CUDA Thread, Warp and SIMT
Coming from the general CPU background, it is important to understand the difference in the thread execution model between CPU threads and CUDA threads. The major difference is in how the threads are scheduled. From the software’s point of view, CPU threads (no matter they are hyperthreads or vertical threads) are executed independently. CUDA threads are scheduled in a groups of warps. The threads within a warp are executed in a somewhat lock-step way called single-instruction multiple-thread (SIMT).
From the Nvidia Compute PTX ISA 1.2 manual (p.9)
Individual threads composing a SIMT warp start together at the same program address … A warp executes one common instruction at a time, …. If threads of a warp diverge via a data-dependent conditional branch, the warp serially executes each branch path taken, disabling threads that are not on that path, and when all paths complete, the threads converge back to the same execution path. Branch divergence occurs only within a warp; different warps execute independently regardless of whether they are executing common or disjointed code paths.

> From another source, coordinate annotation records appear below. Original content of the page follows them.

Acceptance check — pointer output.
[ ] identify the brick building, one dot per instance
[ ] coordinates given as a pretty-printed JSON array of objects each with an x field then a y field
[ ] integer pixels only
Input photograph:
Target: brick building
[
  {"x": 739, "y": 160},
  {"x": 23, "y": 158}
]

Notice that when there is a branch, the execution of the two branch paths (if both will be executed) are serialized. Say we have 32 threads in a warp and 16 of them will take branch A and the rest will take branch B, and processor chooses to execute A before B. Then none of the 16 threads on the B branch will be executed until those on branch A complete. Because of this hardware imposed ordering, one cannot assume the two branches will be executed concurrently!
As a result, programs that try to implement consumer/producer style communication within a warp between the two branches using busy-waiting loop may hang. For example, if the consumer branch is executed first, the consumer threads will loop forever because the producer threads never get a chance to execute.